Perfecto trasunto, equivalencia con aquellos famosos versos de Heine que Freud parafraseó para dar cuenta del narcisismo acompañante de las dolencias orgánicas. El tipo de narcisismo que opera en este estado de dolor agudo es de dendríticos efectos. Se infiltra en lo emocional, en lo sexual, en lo moral, en lo social. Desde cualquiera de estos ámbitos arranca al sujeto de sus conexiones con la vida. De ahí que el dolor desvitalice de tantas maneras. Como afirma Ch. David (2000), el duelo al que induce el dolor es un concentrado de narcisismo y de masoquismo.
“Una persona poseída por el dolor extremo es asocial. No puede participar en una empresa colectiva… rompe todos los vínculos con el exterior, con la comunidad. Incluso rompe todos los vínculos con Dios si es que cree en Dios ” (Ibid, p. 113).

Más fantástico aún, por la devastadora amplitud de los estragos que desencadena, es este párrafo en el que el narcisismo alcanza su cota máxima: “No hay afecto, no hay emociones, no hay amor, no hay amistad, no hay civilización, no hay cultura, no hay naturaleza fuera de aquella naturaleza que actúa con toda la virulencia en el interior de uno mismo: la contranaturalaza de uno mismo” (Ibid, p. 117).


c) Incapacidad de amar: Si, como es un tópico afirmar, la salud psíquica puede cifrarse en la capacidad de amar y trabajar, el dolor arrebata la salud porque no permite ni lo uno ni lo otro. La indiferencia objetal se traduce en autismo emocional, en la insoportabilidad de contacto con otro cuerpo, con otro tacto; así lo reconoce Argullol: “… el poder de Davalú se ha vuelto menos plástico, menos visual, pero también más refinado… aquí es un poder moral: te pone en una urna de vidrio, separado de toda caricia, separado de todo amor, de todo afecto. Davalú se alimenta, como un glotón, con la destrucción del amor” (Ibid, p. 124).
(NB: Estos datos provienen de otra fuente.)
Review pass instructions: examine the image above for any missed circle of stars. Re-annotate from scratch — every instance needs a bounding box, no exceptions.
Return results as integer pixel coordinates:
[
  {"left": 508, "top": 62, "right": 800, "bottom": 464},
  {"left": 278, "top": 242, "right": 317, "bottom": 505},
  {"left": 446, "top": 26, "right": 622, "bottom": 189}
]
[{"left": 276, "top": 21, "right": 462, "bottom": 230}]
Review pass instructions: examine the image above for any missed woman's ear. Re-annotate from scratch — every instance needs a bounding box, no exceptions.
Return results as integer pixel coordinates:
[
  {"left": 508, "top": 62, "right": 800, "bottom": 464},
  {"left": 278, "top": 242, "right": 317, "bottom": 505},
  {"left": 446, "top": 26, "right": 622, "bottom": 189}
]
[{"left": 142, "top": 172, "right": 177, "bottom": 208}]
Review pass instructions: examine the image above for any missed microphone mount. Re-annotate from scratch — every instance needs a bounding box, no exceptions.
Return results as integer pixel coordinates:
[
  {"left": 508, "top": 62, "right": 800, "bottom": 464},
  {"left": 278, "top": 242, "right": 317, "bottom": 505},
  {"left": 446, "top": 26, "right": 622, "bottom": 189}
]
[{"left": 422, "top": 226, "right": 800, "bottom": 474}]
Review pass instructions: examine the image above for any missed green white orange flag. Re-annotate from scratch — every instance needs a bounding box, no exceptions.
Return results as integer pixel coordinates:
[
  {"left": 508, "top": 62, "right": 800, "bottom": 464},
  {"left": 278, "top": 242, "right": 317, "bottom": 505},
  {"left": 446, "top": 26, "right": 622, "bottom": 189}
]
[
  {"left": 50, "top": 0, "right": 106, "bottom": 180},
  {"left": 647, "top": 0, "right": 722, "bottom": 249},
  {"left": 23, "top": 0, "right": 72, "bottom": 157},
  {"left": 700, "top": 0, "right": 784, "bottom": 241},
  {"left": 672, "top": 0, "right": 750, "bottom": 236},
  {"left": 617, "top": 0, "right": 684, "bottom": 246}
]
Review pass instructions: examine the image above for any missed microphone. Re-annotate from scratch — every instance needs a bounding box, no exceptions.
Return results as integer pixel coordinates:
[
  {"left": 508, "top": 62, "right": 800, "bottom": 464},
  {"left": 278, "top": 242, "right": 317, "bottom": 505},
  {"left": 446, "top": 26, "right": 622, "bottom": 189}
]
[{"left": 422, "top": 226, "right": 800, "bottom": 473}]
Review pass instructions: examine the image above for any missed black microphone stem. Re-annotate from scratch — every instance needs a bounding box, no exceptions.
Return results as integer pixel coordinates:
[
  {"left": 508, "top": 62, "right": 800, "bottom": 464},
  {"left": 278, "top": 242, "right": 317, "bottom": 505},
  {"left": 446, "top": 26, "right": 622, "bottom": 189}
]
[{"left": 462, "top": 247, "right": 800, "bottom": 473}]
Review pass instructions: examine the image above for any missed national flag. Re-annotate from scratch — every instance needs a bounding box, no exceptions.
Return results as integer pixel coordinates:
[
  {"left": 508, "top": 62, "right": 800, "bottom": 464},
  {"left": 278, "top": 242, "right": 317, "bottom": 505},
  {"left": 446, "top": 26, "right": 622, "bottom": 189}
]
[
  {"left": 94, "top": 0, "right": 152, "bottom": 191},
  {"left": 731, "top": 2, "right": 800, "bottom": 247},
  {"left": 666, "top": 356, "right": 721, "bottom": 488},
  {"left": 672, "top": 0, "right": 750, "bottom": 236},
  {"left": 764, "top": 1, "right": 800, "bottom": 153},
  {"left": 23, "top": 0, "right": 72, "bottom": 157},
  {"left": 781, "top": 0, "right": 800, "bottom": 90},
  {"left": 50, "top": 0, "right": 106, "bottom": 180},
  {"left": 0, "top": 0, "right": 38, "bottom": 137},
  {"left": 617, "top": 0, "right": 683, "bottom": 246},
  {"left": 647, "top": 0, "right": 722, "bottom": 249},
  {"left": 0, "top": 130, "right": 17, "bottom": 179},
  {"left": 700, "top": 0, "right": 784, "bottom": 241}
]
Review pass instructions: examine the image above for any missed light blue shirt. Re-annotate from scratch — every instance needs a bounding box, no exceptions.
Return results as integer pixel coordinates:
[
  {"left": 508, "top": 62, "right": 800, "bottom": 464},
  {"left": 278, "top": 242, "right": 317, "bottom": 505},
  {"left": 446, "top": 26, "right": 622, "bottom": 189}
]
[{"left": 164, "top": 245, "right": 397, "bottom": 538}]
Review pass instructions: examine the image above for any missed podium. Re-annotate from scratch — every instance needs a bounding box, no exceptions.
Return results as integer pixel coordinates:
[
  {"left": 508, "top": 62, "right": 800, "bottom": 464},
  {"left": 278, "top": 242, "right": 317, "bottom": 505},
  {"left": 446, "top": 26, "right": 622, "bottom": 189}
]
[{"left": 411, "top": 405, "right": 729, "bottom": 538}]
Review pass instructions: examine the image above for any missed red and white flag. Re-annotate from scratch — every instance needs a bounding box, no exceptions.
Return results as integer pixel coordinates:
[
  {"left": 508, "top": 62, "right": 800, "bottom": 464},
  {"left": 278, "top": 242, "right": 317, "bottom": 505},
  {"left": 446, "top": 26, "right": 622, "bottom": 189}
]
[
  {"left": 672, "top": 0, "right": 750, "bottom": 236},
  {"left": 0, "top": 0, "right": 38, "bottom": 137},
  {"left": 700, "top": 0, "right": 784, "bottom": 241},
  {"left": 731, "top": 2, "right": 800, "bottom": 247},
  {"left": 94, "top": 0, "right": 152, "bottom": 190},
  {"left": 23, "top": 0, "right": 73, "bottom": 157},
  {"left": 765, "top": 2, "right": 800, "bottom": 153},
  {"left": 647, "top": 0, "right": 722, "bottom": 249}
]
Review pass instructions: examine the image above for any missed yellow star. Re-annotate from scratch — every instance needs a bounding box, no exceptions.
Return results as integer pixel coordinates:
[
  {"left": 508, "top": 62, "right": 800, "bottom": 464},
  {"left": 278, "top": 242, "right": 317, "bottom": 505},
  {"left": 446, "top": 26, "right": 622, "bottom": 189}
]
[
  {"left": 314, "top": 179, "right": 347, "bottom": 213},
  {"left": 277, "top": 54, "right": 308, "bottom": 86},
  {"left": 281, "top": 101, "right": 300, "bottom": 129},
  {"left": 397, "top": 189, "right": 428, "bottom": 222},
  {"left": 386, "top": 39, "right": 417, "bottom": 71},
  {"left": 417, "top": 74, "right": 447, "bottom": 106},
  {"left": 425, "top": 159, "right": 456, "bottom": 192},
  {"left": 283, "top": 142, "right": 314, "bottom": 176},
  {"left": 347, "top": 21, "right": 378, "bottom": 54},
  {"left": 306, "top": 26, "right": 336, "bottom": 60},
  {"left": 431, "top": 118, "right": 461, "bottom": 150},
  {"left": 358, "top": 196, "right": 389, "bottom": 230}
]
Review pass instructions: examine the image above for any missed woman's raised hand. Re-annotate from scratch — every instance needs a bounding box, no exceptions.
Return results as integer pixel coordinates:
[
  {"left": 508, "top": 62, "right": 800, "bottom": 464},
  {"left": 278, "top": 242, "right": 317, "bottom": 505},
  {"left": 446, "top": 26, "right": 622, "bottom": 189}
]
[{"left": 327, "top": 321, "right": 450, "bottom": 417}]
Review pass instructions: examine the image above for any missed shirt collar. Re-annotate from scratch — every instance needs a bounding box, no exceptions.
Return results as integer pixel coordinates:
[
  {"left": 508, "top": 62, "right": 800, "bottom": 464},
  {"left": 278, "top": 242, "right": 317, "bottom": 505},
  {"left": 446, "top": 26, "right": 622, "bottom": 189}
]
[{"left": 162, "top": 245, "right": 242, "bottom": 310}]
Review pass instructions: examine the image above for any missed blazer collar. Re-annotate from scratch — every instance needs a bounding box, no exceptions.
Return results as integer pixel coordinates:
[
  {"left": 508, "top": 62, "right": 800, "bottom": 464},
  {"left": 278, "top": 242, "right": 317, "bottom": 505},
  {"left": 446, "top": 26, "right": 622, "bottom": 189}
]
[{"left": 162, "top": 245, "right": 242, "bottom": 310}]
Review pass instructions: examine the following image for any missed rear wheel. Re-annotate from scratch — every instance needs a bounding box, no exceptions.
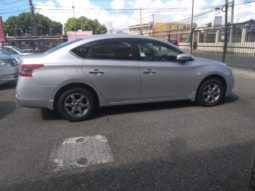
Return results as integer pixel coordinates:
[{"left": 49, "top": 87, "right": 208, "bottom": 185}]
[
  {"left": 196, "top": 78, "right": 225, "bottom": 107},
  {"left": 57, "top": 88, "right": 97, "bottom": 121}
]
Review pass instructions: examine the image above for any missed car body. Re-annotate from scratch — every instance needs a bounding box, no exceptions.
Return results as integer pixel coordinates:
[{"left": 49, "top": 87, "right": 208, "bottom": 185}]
[
  {"left": 16, "top": 35, "right": 234, "bottom": 120},
  {"left": 0, "top": 50, "right": 19, "bottom": 85},
  {"left": 168, "top": 40, "right": 178, "bottom": 46},
  {"left": 0, "top": 46, "right": 31, "bottom": 56}
]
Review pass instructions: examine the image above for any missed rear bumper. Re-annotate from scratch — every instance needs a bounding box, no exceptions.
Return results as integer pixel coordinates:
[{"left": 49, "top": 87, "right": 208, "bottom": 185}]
[{"left": 0, "top": 74, "right": 19, "bottom": 84}]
Hubiera sido muy del gusto de Freud. ‘una enfermedad me impide amar… amando curaré’, esa cadena de reflexiones de Argullol. Encontraría confirmada su teoría del narcisismo. En efecto, el autor admite que al ser intocable e intangible al tacto, está empobrecido, es un paria, un desposeído (p. 127), pero Argullol discrepa de Freud en un matiz esencial en el amando curaré, que es el de amaré cuando me cure.  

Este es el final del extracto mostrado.